We currently have our elixir apps deployed with kubernetes using libcluster.
I’ve identified some funny behaviours that I can confirm is related to nodes connecting to the cluster and other issues related to how we’ve setup our clusters and process groups.
I am confident it’s from how we’ve setup and configured our deploys, but I’ve been unable to find the correct tools that will make identifying the anomalies easy and investigating where we have misconfigured something.
Are there any tools that are available that I’ve missed that focus on solving these problems? Phoenix live dashboard and observer are great for this for node specific stuff, but it won’t help with checking how we’ve registered process groups or find orphaned nodes.
If there aren’t any tools available, I will try and see if I can build something useful.
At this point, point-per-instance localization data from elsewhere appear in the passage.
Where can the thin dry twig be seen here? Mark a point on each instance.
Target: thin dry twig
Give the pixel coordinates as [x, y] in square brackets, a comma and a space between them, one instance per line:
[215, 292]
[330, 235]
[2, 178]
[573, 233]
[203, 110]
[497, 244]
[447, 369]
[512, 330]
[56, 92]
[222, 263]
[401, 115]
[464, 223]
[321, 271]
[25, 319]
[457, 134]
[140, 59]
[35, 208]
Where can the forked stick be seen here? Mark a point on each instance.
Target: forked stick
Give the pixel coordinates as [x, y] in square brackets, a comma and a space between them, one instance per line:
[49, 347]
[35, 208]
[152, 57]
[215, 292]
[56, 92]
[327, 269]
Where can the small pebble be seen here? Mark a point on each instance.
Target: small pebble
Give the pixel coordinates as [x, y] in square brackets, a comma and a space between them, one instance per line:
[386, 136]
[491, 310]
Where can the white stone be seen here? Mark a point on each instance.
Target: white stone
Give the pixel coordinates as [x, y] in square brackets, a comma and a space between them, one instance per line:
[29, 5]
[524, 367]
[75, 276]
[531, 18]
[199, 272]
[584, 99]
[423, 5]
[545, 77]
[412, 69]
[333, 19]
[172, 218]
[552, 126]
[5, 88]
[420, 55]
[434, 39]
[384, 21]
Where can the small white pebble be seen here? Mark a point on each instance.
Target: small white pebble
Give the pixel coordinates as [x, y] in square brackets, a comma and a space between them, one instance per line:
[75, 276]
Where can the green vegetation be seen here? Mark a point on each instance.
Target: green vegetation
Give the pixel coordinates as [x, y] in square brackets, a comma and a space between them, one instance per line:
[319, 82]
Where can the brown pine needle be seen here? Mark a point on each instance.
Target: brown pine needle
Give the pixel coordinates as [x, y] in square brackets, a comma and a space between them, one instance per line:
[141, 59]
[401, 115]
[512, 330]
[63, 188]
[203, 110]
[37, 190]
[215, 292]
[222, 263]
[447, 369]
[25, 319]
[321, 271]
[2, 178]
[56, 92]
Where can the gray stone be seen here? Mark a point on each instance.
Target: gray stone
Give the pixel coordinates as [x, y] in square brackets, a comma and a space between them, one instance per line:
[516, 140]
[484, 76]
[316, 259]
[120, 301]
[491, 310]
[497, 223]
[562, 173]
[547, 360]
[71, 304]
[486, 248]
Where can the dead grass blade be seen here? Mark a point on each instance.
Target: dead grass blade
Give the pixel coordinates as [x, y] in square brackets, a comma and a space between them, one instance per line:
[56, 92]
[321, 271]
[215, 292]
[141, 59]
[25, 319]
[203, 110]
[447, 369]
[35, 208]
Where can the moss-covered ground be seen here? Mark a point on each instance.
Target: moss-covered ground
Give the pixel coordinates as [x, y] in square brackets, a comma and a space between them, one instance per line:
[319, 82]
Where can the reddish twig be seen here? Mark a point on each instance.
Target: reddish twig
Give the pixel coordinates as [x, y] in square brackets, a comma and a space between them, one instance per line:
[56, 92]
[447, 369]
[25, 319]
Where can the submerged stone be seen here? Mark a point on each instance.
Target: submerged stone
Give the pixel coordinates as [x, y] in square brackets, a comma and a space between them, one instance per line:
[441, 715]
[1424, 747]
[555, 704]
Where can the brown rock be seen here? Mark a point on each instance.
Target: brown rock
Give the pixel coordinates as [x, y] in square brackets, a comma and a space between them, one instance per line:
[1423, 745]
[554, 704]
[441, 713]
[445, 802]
If there’s any reading or erlang/elixir docs that you think will be useful, please let me know.
Some examples of behaviours that I’ve seen.
When nodes aren’t successfully connected to the cluster, the application still starts all the processes and tools.
So for queue based things like Sqs or Oban, the disconnected node will still pull the job or handle the message, but if it uses Phoenix.PubSub or sends a pid message, it can go into the ether.
Another scenario we’ve had, I think we have not made good use of process groups or global namespaces, so with a tool like Quantum, even with the correct clustering strategy set, we get duplicate behaviours.
The tooling I’m looking for would be focused on providing visibility on nodes in and out of the cluster, and additionally how genservers and the like are registered at a cluster level.
Any information you can add would be useful